Ops, sorry, multitasking here, missed the different subject and missed that "Inactive:" is sparse, it shows up using grep.

sudo journalctl -u fishtest@6543 --since "1 days ago" | grep "Inactive:"

Oct 11 03:41:06 tests.stockfishchess.org pserve[23040]: Inactive: https://tests.stockfishchess.org/tests/view/61636ecd83dd501a05b0b189 184 ChessDBCN-16cores-71bc52c3
Oct 11 03:59:12 tests.stockfishchess.org pserve[23040]: Inactive: https://tests.stockfishchess.org/tests/view/6163b4b983dd501a05b0b19d 13 ChessDBCN-16cores-c85dfd66
Oct 11 03:59:12 tests.stockfishchess.org pserve[23040]: Inactive: https://tests.stockfishchess.org/tests/view/6163b4b983dd501a05b0b19d 11 ChessDBCN-16cores-813ef38e
Oct 11 03:59:28 tests.stockfishchess.org pserve[23040]: Inactive: https://tests.stockfishchess.org/tests/view/6163b4b983dd501a05b0b19d 12 ChessDBCN-16cores-d6e8e7fc
Oct 11 04:01:55 tests.stockfishchess.org pserve[23040]: Inactive: https://tests.stockfishchess.org/tests/view/6163b4b983dd501a05b0b19d 26 ChessDBCN-16cores-5d22698b
Oct 11 04:16:04 tests.stockfishchess.org pserve[23040]: Inactive: https://tests.stockfishchess.org/tests/view/6163b4b983dd501a05b0b19d 40 ChessDBCN-16cores-d7a959f2
Oct 11 04:32:02 tests.stockfishchess.org pserve[23040]: Inactive: https://tests.stockfishchess.org/tests/view/616332c683dd501a05b0b15c 711 bcross-15cores-8ad8ea2c
Oct 11 04:51:09 tests.stockfishchess.org pserve[23040]: Inactive: https://tests.stockfishchess.org/tests/view/6163684183dd501a05b0b183 326 okrout-30cores-9b7f73f1
Oct 11 05:00:04 tests.stockfishchess.org pserve[23040]: Inactive: https://tests.stockfishchess.org/tests/view/616332c683dd501a05b0b15c 746 TueRens-3cores-eab43f1d
Oct 11 05:02:58 tests.stockfishchess.org pserve[23040]: Inactive: https://tests.stockfishchess.org/tests/view/6163c19083dd501a05b0b1a9 14 TueRens-7cores-529b897b
Oct 11 06:14:07 tests.stockfishchess.org pserve[23040]: Inactive: https://tests.stockfishchess.org/tests/view/616332c683dd501a05b0b15c 828 user213718-1cores-8f1b2f77
Oct 11 07:56:28 tests.stockfishchess.org pserve[23040]: Inactive: https://tests.stockfishchess.org/tests/view/6163511083dd501a05b0b16e 729 bcross-15cores-8ad8ea2c
Oct 11 08:08:20 tests.stockfishchess.org pserve[23040]: Inactive: https://tests.stockfishchess.org/tests/view/6163510183dd501a05b0b16a 960 ctoks-3cores-5ea45efb
Oct 11 10:35:55 tests.stockfishchess.org pserve[23040]: Inactive: https://tests.stockfishchess.org/tests/view/616411f983dd501a05b0b1c9 15 ChessDBCN-16cores-b2a736f8
Oct 11 10:47:38 tests.stockfishchess.org pserve[23040]: Inactive: https://tests.stockfishchess.org/tests/view/6164120a83dd501a05b0b1cd 22 grandphish2-16cores-1a757e23
Oct 11 11:24:13 tests.stockfishchess.org pserve[23040]: Inactive: https://tests.stockfishchess.org/tests/view/6163fe1983dd501a05b0b1b3 124 bcross-15cores-8ad8ea2c
vdbergh commented 2 years ago

Ok. I guess it would be better to call it stop_task. With a message in actiondb if the task finished uncleanly.

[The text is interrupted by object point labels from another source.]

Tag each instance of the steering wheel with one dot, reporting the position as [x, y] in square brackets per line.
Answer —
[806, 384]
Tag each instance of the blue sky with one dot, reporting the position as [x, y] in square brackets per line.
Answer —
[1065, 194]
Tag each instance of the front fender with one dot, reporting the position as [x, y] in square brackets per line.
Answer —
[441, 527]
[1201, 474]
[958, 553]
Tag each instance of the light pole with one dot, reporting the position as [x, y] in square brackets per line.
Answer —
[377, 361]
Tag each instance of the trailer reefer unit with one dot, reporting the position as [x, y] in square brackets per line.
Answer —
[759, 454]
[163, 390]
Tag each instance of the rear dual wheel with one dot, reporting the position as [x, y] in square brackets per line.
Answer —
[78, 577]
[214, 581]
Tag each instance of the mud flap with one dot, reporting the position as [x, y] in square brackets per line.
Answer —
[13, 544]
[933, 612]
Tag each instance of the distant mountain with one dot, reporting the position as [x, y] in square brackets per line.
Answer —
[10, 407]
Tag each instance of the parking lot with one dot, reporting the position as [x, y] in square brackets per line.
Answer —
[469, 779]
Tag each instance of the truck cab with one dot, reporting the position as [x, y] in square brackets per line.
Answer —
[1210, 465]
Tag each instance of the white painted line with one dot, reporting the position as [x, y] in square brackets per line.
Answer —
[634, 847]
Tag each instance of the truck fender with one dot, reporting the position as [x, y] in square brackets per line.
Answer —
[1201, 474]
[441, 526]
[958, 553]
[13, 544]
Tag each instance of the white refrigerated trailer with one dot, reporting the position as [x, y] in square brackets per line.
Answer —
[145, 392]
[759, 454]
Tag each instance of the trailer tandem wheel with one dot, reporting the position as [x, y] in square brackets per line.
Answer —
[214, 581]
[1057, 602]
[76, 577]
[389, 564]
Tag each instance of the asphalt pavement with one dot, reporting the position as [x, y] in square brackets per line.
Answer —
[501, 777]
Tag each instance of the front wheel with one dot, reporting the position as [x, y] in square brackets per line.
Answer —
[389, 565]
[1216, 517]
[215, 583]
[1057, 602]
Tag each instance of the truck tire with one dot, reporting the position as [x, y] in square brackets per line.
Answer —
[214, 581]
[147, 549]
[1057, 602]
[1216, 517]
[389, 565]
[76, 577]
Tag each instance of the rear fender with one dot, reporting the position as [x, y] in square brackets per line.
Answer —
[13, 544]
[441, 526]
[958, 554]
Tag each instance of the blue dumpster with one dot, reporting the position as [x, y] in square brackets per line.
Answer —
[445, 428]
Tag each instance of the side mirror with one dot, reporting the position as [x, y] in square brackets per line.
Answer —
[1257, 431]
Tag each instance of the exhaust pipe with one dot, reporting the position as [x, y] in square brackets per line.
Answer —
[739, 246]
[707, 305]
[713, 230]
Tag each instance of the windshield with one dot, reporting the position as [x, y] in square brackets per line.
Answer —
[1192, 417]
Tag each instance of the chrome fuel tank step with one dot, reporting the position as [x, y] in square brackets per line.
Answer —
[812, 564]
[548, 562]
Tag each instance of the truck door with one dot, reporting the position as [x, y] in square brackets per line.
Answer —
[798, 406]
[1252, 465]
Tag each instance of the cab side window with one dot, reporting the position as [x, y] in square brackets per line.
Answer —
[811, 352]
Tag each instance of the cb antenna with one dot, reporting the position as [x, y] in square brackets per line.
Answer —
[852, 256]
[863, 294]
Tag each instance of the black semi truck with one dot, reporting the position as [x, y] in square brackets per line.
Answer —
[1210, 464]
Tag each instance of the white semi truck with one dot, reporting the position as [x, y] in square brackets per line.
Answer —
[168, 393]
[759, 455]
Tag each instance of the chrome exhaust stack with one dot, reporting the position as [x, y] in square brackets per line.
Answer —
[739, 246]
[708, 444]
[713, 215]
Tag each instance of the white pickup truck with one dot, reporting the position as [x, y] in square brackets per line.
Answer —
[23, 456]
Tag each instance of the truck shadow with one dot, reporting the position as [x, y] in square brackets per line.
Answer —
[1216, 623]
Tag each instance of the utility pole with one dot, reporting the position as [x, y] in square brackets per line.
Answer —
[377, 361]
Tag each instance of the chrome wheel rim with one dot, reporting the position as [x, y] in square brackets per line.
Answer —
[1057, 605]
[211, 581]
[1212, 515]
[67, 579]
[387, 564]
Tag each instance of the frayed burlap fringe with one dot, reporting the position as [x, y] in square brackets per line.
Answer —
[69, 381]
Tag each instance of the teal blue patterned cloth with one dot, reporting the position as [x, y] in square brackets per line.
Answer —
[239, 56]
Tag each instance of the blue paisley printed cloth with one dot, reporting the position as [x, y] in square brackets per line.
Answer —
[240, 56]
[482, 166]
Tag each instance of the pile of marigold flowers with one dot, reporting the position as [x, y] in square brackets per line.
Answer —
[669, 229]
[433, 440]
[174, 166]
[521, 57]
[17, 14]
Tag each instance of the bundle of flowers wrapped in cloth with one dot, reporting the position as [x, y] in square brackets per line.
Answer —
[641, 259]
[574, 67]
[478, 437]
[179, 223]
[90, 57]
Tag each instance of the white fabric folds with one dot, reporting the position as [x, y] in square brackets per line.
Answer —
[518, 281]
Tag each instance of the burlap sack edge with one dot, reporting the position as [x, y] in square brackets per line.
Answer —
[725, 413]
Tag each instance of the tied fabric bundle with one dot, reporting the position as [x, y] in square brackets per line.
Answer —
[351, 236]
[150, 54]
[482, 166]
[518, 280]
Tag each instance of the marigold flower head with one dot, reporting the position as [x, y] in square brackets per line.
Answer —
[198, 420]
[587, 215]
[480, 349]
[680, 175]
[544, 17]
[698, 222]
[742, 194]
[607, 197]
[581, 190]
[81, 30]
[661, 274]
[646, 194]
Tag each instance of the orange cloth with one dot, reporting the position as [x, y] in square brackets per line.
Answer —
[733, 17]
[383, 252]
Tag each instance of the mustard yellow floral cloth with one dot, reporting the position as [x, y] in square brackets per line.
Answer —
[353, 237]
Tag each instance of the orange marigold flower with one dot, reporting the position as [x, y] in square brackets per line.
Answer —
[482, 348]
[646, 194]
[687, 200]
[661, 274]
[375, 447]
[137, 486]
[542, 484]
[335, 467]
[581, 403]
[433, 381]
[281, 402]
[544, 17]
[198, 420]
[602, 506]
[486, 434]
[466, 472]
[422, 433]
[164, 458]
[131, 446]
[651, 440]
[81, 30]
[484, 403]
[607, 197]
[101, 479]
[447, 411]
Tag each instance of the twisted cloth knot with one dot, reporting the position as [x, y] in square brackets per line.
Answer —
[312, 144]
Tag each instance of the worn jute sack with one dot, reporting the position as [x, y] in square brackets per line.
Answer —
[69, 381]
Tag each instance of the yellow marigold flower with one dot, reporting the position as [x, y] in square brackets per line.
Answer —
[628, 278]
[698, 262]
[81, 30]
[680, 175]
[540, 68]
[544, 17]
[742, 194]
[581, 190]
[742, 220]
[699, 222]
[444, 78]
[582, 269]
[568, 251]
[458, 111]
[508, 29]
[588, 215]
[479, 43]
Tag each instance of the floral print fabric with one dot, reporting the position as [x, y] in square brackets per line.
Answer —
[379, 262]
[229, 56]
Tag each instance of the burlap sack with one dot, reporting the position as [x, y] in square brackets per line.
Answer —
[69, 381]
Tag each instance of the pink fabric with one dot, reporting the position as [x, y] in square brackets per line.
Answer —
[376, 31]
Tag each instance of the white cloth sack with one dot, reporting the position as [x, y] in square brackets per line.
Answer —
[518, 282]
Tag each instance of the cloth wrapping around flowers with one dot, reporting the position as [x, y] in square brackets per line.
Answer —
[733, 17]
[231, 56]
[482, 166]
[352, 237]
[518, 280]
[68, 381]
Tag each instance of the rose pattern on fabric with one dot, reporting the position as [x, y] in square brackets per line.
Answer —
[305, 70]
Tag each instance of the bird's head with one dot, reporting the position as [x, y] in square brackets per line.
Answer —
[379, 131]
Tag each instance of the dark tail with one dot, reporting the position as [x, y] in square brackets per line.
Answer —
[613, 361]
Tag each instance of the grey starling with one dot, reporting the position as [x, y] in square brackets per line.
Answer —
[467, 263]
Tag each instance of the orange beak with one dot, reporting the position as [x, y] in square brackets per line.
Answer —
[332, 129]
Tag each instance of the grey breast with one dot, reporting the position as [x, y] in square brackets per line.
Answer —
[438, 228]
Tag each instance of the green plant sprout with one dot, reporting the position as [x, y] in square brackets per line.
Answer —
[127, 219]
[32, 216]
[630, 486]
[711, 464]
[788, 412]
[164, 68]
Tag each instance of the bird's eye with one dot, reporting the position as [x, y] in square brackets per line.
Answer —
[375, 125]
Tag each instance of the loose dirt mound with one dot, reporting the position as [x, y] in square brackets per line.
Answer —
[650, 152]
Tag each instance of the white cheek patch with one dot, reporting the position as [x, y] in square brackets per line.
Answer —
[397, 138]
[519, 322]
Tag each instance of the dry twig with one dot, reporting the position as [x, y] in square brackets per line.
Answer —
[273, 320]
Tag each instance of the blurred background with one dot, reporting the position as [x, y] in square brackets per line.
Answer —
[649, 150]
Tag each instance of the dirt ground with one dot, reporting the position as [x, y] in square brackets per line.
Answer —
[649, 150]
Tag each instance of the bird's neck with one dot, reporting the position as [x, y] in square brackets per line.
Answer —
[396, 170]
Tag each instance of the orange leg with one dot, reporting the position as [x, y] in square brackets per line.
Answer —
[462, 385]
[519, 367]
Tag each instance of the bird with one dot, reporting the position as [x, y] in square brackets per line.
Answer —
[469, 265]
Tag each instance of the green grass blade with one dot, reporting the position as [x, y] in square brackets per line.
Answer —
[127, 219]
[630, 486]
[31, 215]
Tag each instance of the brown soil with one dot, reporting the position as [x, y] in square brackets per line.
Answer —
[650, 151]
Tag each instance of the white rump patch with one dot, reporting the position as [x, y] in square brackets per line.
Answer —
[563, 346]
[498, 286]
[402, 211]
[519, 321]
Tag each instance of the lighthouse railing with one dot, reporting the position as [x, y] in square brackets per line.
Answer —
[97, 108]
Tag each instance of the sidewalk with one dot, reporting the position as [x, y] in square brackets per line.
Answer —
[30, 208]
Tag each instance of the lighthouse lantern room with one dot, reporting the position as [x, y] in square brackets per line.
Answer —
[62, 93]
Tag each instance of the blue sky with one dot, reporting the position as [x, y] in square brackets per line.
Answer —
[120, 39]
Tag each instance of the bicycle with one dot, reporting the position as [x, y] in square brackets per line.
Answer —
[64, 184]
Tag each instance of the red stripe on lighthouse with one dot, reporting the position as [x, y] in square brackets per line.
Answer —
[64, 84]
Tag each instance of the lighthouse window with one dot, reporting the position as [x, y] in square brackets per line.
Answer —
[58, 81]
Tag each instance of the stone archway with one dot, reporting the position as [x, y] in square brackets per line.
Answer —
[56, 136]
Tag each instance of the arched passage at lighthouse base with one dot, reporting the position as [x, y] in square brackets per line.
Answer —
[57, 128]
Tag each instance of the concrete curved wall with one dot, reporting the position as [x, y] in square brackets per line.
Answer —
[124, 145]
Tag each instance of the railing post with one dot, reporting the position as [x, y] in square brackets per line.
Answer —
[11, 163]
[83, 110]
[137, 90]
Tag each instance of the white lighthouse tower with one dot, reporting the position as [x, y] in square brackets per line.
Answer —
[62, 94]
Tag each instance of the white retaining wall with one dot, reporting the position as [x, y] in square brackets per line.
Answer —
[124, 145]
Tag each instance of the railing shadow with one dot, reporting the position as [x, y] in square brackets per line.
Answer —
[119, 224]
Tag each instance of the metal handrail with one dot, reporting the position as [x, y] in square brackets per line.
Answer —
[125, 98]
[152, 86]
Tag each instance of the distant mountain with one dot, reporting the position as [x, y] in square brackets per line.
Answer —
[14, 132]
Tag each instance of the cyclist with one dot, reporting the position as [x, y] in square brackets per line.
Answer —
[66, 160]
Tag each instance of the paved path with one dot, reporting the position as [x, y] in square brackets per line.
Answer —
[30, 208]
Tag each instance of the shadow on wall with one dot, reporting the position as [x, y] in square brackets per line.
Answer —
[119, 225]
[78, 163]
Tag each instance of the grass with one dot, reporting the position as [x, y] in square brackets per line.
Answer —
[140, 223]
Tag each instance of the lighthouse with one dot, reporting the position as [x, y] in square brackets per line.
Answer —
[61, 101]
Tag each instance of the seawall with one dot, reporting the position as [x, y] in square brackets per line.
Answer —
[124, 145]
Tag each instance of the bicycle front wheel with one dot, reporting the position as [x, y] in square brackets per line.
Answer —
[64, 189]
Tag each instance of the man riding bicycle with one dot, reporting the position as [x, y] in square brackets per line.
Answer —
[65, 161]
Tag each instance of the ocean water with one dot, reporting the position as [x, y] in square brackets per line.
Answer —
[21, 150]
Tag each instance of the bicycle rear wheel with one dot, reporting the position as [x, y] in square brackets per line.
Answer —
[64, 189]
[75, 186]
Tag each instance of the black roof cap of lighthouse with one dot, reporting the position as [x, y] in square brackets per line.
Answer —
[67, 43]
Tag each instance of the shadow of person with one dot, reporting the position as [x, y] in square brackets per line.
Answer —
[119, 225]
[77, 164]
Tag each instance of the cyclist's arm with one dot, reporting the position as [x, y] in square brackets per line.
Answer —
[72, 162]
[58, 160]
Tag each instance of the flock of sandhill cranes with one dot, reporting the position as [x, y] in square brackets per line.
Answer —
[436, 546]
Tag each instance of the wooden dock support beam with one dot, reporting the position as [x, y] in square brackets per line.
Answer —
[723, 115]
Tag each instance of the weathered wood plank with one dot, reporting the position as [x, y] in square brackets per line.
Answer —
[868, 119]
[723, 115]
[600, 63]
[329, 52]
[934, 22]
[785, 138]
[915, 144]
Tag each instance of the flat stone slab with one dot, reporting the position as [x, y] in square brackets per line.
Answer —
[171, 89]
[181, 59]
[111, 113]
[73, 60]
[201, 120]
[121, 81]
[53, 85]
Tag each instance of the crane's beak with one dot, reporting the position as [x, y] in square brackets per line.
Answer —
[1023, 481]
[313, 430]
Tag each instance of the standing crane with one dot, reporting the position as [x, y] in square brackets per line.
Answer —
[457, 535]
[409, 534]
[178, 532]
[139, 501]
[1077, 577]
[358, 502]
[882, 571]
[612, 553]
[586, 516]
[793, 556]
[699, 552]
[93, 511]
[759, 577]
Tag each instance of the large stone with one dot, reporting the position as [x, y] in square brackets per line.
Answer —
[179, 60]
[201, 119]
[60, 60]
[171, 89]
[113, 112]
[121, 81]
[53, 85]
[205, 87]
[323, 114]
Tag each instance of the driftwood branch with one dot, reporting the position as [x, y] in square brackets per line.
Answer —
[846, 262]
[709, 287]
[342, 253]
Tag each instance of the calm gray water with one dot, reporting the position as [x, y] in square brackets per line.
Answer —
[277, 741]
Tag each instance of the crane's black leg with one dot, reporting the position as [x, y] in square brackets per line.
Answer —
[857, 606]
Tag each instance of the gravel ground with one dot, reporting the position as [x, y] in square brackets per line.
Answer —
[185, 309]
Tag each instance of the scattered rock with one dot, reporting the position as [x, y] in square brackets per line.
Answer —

ppigazzini commented 2 years ago

The "Inactive:" log entry changed between 2021-09-11 and 2021-09-11 (dynamic task?):

sudo journalctl -u fishtest@6543 --since  "2021-09-11 00:00:00" --until "2021-09-11 23:59:59" | grep "Inactive:" | wc -l
12755
sudo journalctl -u fishtest@6543 --since  "2021-09-12 00:00:00" --until "2021-09-12 23:59:59" | grep "Inactive:" | wc -l
67

One month entries before and after 2021-09-11:

sudo journalctl -u fishtest@6543 --since  "2021-08-11 00:00:00" --until "2021-09-11 23:59:59" | grep "Inactive:" | wc -l
341237
sudo journalctl -u fishtest@6543 --since  "2021-09-12 00:00:00" --until "2021-10-11 23:59:59" | grep "Inactive:" | wc -l
3370
vdbergh commented 2 years ago

It may be due to some changes of mine. I think most invocations now end in this

       if not task["active"]:
            print("Failed_task: task {} is not active".format(task_id), flush=True)
            return {"task_alive": False}

If a task completes normally this will be noticed by the last invocation of rundb.py:update_task() and it will set the task to non active. Hence the above code in rundb.py:failed_task() will be triggered.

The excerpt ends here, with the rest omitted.